Most patients with reflux-induced cough do not have indigestion. The initial evidence suggesting that nerves are participating in reflux-induced cough came from a group of researchers who noticed that many patients with chronic cough complained of a sense of irritation in the throat. The researchers assumed that a type of neuropathy (nerve-mediated irritation) was involved. They tried using a drug called gabapentin, which slows nerve conduction, in order to reduce or eradicate cough in these patients. The results were dramatic with complete resolution of cough in more than two-thirds of the patients. These researchers were not aware that they were actually treating cough related to acid reflux, but more recent data has revealed that gabapentin and high doses of antacids (proton pump inhibitors such as Prilosec, Nexium, etc.) both work to reduce cough in these patients.

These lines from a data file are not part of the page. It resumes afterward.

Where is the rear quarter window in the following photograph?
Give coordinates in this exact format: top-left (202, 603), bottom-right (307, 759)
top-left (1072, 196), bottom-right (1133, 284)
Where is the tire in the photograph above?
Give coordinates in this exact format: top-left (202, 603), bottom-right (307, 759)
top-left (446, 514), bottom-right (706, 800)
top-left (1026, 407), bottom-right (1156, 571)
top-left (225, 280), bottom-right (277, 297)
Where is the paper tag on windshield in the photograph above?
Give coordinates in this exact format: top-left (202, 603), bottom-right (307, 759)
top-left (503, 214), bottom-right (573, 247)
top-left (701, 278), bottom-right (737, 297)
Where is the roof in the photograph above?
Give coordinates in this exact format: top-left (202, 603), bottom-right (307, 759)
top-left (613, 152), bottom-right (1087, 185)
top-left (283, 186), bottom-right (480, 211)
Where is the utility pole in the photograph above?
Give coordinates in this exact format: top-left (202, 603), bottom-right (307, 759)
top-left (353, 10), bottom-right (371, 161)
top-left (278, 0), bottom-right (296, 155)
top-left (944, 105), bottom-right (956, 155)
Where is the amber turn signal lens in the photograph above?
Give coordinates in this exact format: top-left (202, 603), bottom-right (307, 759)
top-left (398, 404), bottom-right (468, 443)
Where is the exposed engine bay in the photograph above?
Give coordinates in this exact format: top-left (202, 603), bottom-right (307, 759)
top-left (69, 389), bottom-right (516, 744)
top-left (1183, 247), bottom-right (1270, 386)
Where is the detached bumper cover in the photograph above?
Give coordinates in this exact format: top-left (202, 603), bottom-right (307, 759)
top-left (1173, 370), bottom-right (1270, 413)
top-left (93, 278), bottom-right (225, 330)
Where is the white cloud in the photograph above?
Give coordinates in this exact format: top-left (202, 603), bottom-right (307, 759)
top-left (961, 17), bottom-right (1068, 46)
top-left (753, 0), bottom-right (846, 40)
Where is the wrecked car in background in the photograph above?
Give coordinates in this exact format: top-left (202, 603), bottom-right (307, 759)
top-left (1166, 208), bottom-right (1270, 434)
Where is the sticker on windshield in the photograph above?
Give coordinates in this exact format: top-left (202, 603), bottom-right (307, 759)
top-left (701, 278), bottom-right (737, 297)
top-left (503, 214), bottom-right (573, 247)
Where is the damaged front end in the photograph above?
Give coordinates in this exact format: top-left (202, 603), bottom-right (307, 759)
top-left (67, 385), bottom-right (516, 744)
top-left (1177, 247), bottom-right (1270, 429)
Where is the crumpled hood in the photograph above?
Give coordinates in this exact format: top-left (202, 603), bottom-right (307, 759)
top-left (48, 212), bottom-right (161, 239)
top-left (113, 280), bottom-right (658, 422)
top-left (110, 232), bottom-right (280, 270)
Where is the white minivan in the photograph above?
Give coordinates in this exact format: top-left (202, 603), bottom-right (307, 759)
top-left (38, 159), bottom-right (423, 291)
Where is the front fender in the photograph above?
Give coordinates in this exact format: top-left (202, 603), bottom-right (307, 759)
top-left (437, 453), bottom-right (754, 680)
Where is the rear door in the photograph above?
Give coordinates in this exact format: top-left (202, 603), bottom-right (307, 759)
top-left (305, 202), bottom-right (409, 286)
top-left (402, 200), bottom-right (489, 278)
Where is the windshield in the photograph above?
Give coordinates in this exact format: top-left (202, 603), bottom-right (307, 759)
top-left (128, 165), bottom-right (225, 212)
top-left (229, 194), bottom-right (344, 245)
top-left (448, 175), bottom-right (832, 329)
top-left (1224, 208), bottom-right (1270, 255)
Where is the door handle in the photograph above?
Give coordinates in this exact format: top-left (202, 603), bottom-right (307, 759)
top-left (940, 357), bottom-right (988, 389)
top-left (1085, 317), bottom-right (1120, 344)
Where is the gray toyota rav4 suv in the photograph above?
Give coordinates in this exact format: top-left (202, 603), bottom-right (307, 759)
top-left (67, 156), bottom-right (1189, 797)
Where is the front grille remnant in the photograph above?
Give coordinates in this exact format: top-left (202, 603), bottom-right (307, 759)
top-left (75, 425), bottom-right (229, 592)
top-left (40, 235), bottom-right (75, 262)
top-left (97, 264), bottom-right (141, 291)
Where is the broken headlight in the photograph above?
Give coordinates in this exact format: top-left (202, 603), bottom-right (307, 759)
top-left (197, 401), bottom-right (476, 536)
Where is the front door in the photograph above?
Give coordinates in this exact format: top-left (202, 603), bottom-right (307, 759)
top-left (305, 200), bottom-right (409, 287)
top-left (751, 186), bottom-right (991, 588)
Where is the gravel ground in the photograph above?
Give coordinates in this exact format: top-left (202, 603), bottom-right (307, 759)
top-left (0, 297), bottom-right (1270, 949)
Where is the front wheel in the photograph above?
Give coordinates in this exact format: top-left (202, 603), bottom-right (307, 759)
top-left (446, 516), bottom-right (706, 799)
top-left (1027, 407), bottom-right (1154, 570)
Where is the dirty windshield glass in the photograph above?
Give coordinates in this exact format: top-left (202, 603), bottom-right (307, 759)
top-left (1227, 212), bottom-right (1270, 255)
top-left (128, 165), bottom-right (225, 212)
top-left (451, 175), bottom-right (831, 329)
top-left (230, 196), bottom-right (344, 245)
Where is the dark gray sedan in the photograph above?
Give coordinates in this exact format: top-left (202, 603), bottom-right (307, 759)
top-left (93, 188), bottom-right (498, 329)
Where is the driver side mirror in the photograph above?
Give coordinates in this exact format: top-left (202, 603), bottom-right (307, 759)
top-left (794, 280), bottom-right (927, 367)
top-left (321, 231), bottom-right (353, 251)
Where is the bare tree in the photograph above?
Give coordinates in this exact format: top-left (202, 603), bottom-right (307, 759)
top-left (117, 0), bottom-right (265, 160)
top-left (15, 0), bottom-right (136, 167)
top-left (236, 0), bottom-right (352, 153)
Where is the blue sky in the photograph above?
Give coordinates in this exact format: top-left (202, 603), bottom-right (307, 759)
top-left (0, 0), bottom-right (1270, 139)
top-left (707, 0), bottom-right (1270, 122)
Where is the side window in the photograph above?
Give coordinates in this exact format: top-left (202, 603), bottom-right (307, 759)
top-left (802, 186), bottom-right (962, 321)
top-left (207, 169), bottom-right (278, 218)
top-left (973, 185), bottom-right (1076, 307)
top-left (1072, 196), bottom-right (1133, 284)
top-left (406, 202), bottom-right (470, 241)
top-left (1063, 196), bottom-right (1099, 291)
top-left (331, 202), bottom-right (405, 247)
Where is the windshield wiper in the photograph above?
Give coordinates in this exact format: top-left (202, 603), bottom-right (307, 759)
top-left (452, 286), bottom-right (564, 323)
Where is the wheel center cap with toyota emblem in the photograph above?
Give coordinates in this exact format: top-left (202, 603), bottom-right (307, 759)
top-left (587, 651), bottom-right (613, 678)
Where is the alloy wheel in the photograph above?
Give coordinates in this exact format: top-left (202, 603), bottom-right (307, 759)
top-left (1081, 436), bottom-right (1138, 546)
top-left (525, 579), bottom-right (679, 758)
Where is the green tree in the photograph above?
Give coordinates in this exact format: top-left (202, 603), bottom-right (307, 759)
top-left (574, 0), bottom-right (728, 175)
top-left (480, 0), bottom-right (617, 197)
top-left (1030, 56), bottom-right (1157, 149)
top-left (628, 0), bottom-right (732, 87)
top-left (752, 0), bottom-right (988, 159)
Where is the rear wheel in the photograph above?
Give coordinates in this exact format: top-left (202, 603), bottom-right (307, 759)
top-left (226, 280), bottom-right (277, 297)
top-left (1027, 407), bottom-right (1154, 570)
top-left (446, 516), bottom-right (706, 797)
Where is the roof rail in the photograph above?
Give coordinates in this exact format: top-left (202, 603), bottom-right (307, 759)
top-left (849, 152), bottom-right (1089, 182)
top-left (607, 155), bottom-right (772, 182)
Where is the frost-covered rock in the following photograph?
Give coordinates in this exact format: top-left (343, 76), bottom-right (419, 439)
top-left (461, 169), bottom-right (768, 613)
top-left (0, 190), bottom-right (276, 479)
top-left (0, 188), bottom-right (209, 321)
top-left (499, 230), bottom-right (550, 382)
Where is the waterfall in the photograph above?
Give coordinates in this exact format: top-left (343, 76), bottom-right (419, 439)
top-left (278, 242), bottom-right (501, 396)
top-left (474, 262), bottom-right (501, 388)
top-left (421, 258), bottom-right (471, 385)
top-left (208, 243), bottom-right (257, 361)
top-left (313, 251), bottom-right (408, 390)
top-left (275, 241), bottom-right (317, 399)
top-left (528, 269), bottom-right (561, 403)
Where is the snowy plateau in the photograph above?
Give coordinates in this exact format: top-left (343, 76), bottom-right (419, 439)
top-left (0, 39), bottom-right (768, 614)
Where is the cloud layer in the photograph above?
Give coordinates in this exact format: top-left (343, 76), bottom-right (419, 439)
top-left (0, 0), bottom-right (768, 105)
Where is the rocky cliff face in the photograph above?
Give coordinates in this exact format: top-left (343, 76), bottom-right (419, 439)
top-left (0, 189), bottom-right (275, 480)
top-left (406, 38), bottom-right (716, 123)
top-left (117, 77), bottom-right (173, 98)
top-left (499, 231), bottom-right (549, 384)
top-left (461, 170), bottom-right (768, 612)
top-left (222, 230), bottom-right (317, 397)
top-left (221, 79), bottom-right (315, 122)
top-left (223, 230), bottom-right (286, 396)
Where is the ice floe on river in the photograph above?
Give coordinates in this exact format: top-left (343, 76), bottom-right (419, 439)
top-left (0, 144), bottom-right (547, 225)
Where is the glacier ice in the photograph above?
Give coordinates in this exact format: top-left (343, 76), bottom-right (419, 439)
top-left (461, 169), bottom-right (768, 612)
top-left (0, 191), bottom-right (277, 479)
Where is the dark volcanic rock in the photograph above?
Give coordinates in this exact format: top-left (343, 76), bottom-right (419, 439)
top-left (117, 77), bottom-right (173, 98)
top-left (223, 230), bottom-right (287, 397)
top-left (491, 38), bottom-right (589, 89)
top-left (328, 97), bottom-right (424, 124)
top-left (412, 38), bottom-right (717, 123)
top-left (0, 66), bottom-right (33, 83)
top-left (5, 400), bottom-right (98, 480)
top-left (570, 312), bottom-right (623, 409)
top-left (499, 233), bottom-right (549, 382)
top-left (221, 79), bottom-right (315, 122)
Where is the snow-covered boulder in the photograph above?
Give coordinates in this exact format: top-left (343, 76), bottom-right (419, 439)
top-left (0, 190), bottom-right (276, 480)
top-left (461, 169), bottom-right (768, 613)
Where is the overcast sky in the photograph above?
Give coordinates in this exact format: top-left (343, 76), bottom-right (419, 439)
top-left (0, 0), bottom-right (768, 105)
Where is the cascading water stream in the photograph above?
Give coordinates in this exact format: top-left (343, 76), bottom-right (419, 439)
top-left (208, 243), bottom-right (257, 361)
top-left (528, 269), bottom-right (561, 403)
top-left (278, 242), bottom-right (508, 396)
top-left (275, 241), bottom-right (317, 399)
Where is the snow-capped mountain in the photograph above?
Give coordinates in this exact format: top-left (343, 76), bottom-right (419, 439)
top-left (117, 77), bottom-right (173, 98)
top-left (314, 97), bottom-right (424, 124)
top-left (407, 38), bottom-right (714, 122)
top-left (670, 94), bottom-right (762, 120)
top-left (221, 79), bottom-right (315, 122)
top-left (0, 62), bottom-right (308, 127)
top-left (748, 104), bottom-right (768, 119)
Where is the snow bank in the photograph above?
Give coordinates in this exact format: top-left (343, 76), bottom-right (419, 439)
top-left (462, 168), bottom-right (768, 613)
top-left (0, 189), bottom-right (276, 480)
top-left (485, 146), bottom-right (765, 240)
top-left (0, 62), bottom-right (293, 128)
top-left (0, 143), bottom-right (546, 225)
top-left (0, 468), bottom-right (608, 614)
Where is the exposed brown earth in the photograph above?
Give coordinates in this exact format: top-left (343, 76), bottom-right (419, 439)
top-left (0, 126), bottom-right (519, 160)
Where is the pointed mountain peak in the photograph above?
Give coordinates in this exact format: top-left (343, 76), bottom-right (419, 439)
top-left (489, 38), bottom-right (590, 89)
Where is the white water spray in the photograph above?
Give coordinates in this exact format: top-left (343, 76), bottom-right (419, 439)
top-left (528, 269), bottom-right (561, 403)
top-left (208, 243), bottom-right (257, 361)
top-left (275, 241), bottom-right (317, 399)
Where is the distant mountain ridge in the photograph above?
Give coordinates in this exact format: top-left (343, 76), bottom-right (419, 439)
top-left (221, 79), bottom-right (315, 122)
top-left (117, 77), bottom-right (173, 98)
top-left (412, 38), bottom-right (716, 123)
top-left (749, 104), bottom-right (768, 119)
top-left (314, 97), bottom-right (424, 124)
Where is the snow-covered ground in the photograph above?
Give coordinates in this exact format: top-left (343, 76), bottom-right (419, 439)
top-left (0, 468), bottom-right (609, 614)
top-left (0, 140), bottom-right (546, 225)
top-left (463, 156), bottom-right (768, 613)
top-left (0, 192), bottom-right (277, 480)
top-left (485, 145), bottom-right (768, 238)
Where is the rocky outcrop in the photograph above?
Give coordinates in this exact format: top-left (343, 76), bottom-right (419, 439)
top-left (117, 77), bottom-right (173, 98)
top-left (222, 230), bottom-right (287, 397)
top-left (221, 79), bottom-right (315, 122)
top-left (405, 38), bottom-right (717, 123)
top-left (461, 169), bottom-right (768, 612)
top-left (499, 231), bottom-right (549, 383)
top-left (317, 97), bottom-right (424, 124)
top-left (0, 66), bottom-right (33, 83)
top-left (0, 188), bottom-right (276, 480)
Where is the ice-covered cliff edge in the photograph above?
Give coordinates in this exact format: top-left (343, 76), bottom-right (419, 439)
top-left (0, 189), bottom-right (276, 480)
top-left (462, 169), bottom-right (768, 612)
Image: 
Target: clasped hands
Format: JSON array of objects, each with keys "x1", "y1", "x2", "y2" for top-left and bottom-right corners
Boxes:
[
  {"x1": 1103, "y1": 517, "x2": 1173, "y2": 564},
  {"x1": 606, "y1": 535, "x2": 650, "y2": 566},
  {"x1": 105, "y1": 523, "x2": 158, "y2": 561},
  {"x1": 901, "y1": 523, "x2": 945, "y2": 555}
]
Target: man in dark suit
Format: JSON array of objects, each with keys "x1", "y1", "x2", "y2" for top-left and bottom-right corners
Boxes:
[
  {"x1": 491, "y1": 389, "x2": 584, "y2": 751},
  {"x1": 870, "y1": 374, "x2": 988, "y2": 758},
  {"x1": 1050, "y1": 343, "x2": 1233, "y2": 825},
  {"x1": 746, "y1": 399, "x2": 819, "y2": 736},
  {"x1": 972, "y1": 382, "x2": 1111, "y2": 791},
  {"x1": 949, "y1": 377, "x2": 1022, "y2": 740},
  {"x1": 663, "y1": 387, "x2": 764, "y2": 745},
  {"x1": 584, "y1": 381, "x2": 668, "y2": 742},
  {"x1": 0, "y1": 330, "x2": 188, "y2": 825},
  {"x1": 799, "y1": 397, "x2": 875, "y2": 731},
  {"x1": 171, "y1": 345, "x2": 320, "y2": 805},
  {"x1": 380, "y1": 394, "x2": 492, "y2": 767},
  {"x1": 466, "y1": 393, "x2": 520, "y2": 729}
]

A new paradigm is developing. Allergies may be activating nerves that detect acid, thereby stimulating a neuroinflammatory signal that induces cough. Thus, allergies are stimulating cough as an expelling response to protect the body from parasitic invasion. Of course, parasites are not involved. Rather, allergens are false parasites, and cough is an appropriate response if we understand this immunologic mistake.
To better understand cough is to better understand one of the most common ailments afflicting us. This can only lead to better treatments and better outcomes. Our paradigm suggests many patients may not know their cough is related to activation of this reflux/neuroinflammatory pathway because they don’t have indigestion. It also suggests that patients with reflux-induced cough may benefit from a visit to an allergist.